Section 8.7. String Evaluations

8.7. String Evaluations

Avoid string eval.

There are numerous reasons why the string form of eval:

    use English qw( -no_match_vars );

    eval $source_code;
    croak $EVAL_ERROR if $EVAL_ERROR;
    # ALWAYS check for an error after any eval

is better avoided. For a start, it has to re-invoke the parser and the compiler every time you call it, so it can be expensive and can cause expected processing delays, especially if the eval is inside a loop.

More importantly, a string eval doesn't provide compile-time warnings on the code that it creates. It does produce run-time warnings, of course, but encountering those warnings then depends on the thoroughness of your testing regime (see Chapter 18).

This is a serious problem, because writing code that generates other code that is then eval'd is typically much harder (and therefore more error-prone) than writing normal code.
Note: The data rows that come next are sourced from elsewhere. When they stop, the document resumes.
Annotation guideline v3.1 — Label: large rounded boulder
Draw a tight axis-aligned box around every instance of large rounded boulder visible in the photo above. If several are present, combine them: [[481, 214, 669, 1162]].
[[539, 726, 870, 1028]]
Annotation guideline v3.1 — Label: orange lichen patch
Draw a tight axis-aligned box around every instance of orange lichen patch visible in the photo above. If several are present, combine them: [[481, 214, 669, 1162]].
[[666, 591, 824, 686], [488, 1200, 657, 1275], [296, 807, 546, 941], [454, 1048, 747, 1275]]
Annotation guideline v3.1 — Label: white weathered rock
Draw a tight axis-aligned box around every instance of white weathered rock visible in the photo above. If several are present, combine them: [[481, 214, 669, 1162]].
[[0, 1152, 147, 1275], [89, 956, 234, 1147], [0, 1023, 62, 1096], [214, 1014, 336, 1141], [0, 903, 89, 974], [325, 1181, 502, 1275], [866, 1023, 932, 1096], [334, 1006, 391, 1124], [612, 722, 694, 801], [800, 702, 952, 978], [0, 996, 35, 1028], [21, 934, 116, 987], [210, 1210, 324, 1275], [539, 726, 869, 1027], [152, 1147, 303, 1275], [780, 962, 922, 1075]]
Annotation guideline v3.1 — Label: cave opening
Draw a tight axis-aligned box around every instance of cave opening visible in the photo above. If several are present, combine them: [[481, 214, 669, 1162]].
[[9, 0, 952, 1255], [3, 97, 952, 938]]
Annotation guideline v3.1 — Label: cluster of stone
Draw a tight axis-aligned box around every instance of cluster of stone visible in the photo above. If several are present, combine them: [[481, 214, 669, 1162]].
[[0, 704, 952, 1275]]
And code-generating code is likewise very much harder to maintain.

Perhaps the most common rationale for using a string eval is to create new subroutines that are built around some expression the user supplies. For example, you might need to generate a range of sorting routines using different, user-provided keys. Example 8-1 demonstrates how to do that with a string eval.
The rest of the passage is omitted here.